COVID-19 cases expected to rise; 1 new case reported in Steamboat schools
STEAMBOAT SPRINGS — “Just as everyone has anticipated, this fall and winter, things are going to get worse,” said UCHealth Yampa Valley Medical Center infection preventionist Lauren Bryan of the COVID-19 pandemic. “The goal is to minimize outbreaks and large exposure. We are going to have more cases.”
It’s not surprising, she said, as cold and flu season has begun and more people will be spending more time indoors as the weather changes.
“We are definitely going to see more transmission,” Bryan said.
The move indoors is primarily significant because outdoors has a powerful diluting effect, Bryan said.
“All of us may have been exposed to a tiny bit of the virus, but not enough quantity to substantiate the necessary dosing level,” she said. “You’ve got to have enough virus to replicate and make you sick.”
On Saturday, Steamboat Springs School District parents received a letter alerting them to the fact that nine students and three staff members were quarantined after being identified as a “close contact” to a Soda Creek Elementary student with a positive COVID-19 diagnosis.

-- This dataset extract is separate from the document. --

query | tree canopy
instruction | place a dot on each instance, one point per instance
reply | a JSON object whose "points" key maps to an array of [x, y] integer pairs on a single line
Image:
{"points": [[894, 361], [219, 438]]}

The student who tested positive was last in school on Thursday, and everyone who has been identified as a close contact has been contacted, according to the letter.
Cases in Colorado, and nearly everywhere in the U.S., are seeing an increase over recent weeks. Colorado also saw an increase in hospitalizations.
Based on the state modeling Bryan keeps an eye on, an additional 400 deaths are projected in Colorado by the end of the year. However, the model is only as good as what information is put in, she emphasized. That figure is based on the estimate that 60% of the population will socially distance and wear masks.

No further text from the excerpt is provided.